Use BPM events in Process Mining : Camunda linked to Logpickr with KsqlDB

Introduction

In today’s world we deal a lot with real-time streaming data and events that come from a bunch of different sources and from which we can derive stats, facts and information that are crucial for today’s businesses.

Processing and storing these real-time streams in a scalable and fault-tolerant manner is now possible using Kafka as an Event Streaming Platform and KsqlDB as an Event Streaming Database. These technologies have made Event Stream Processing Applications thrive.

I have explained the basics behind Apache Kafka and Zookeper in my previous article. However, In this article, i will be dealing with the concepts behind KsqlDB and how we can derive a huge benefit from it through linking it to BPM along with Process Mining. As a use-case. I will be using Camunda along with Logpickr Process Explorer 360.

Then, i will include a demonstration part where i will be using camunda to get informations about the running processes. These real time informations will be transformed using KsqlDB and then will be sent to a basic NodeJS API and a CSV file . These Final outputs ( i.e. CSV file ) will be used by Logpickr Process Explorer 360 in order to analyse, anticipate and optimize any type of incoming process.

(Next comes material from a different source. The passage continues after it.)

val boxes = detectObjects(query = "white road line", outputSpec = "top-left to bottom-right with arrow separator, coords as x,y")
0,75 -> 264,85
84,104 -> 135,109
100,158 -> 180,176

At the end of this article, i will provide you with all of the references that i have found useful in order to let you move forward with your learning process.

An overview of ksqlDB

KsqlDB is an event streaming database built on top of Kafka for stream processing applications. An event is anything that happens at a point in time. It represent ksqlDB’s core unit of data. A stream is a just a bunch of events.

KsqlDB

KsqlDB is made of : collections, materialized views, queries and connectors.

Collections provide durable storage for sequences of events. ksqlDB offers two kinds of collections: streams and tables.

  • Streams are immutable, append-only collections. They’re useful for representing a series of historical facts. Adding multiple events with the same key means that they are simply appended to the end of the stream.
  • Tables are mutable collections. They let you represent the latest version of each value per key. They’re helpful for modeling change over time, and they’re often used to represent aggregations.

Because ksqlDB leverages Kafka for its storage layer, creating a new collection equates to defining a stream or a table over a Apache Kafka topic. You can declare a collection over an existing topic, or ksqlDB can create a new topic for the collection at declaration time.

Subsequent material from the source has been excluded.